Había una cuenta pendiente y todas esas cosas que alimentan las llamas del orgullo. El recuerdo anima a la desmesura, por eso en un tiempo se hablará de la magnífica personalidad del equipo de Rodolfo Arruabarrena y la épica de la resistencia. Dos exageraciones. Pero habrá que reconocerle a Boca que superó sus traumas enseguida, cuando a los 32 segundos la desventura lo visitó zumbona, provocadora, y le sacó de la cancha a Fernando Gago. Entregarse a la desgracia era la opción más familiar para este plantel tantas veces tibio, pero absorbió el infortunio como el móvil para su rebeldía. Aguijoneado, arrinconado, Boca finalmente dio la talla. Un pasaje a Siberia era la otra opción. La victoria, rocosa y descolorida, le sirvió, también, para interrumpir una época de frustraciones. El triunfo y sus mil simbolismos le permitieron desactivar ese ulular burlón que lo sacaba de quicio.

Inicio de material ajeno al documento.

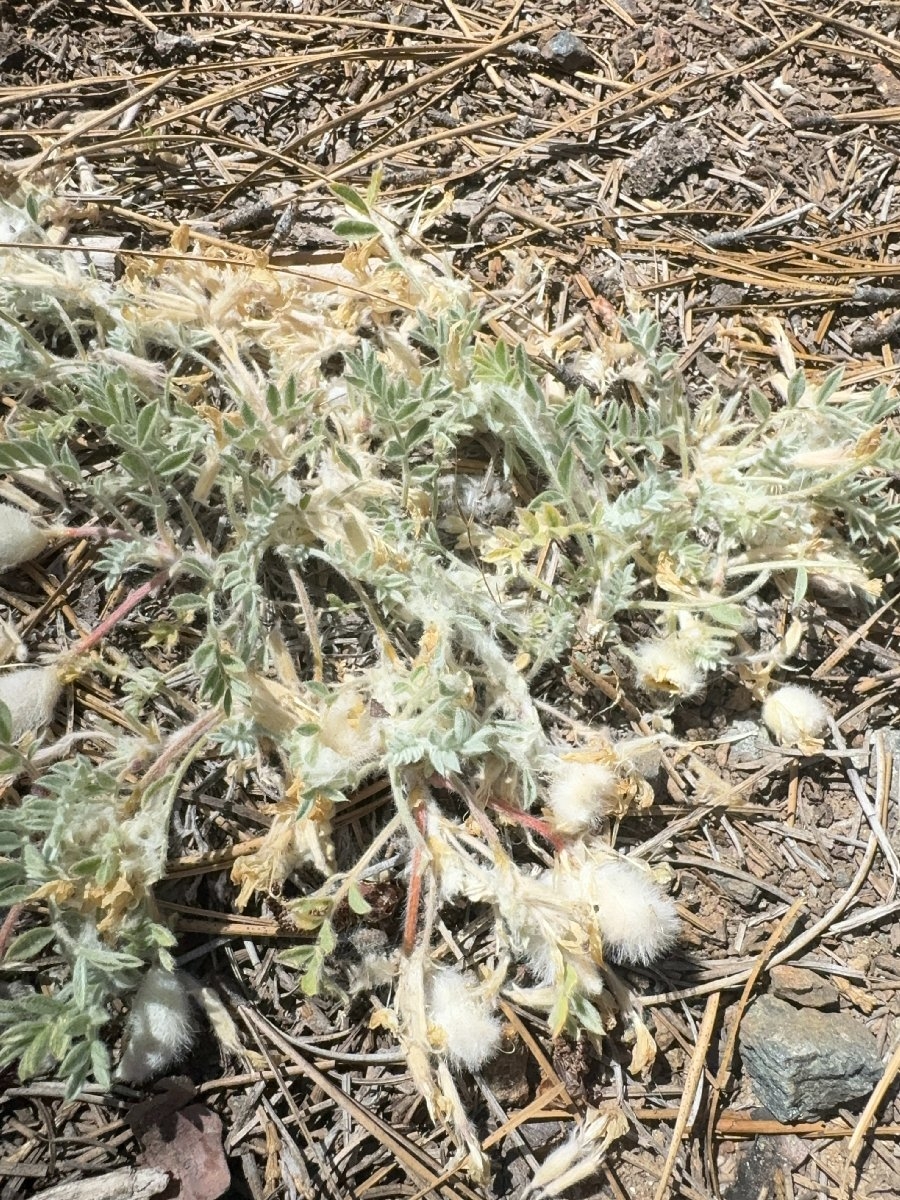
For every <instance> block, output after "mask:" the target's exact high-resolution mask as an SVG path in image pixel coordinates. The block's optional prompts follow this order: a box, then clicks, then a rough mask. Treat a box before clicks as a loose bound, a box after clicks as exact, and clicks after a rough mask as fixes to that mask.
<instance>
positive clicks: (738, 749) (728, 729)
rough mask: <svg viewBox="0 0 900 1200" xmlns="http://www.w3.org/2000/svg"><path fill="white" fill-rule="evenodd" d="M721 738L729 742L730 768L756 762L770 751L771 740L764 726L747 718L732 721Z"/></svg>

Aires de venganza condujeron a Boca por el superclásico. Calculador, pragmático, gobernó el partido con una intensidad desconocida en el primer tiempo. Ordenado y prolijo, golpeó con el inesperado Lodeiro, inquietó mientras aguantó el físico de Tevez, los torbellinos de Meli despilfarraron una ocasión inmejorable y después se desentendió de cualquier recurso elogiable con tal de sostener el éxito. Hasta Orion disfrutó de un reposicionamiento especial al desviar dos cabezazos del inquieto Alario, luego de varios superclásicos pinchado como un muñeco vudú.
La determinación de Boca encontró un socio ideal en la apatía del River de Gallardo, que salvó en el primer cuarto de hora del segundo tiempo, no escapó de su vuelo tristón. Una versión casi irreconocible, sólo a salvo de los silbidos por su fabuloso pasado inmediato. Apenas la vergüenza del uruguayo Carlos Sánchez intentó traccionar a un equipo que sigue en trance, recostado en el confort de sus títulos recientes y en los dulces sueños que acunan su viaje a Japón. Esta vez ni defender el escudo lo espabiló. Ni la malicia por arruinar a Boca.
River fantaseaba con hervir a los xeneizes en sus infiernos. Con amargarle definitivamente el año. Pero ladró poco y mordió menos. Boca mostró un rato sus colmillos en el primer tiempo y luego se abrazó sin disimulos a un triunfo reparador. Volvió a ganar en el Monumental -donde no pierde desde 2010-, despidió al rival eterno de la discusión por el título, retomó el liderazgo del campeonato frente a la recta decisiva y espantó los fantasmas emocionales, algo así como su kryptonita a la hora de la verdad. Logros de una altísima rentabilidad en comparación con su exigua inversión futbolística. Esta vez no se mintió y por eso no defraudó. Para el análisis, por supuesto, quedó más ruido que sustancia. El pulso lo dictó el corazón en un escenario sólo apto para millonarios que tuvieron que descolgar los globos y las guirnaldas antes de apagar la luz.
Se trató de otro superclásico desprovisto de virtudes futbolísticas y desbordante en simbolismos. El equipo de Arruabarrena no está para grandes gestas y River extravió el impulso que le permitió construir las suyas. No podían ofrecer un clásico para el recuerdo, pero a Boca le quemaba la reivindicación. Enjauló sus ingenuidades para domar las calamidades de las que juraba ser una víctima. Boca y la venganza se encontraron con perversa complicidad. La victoria xeneize tomó cuerpo con independencia de la razón y hasta de los merecimientos. El marco monumental, desprovisto de lealtades, agigantó la conquista. Boca ya sabe que las brujas no existen ni necesitaba un exorcista para regalarse un desahogo enorme. También aprendió que alentar sabotajes o inventar profecías únicamente acelera un clima autodestructivo. Boca abandonó la irritante actitud de mártir para redactar su destino. Maduró justo a tiempo.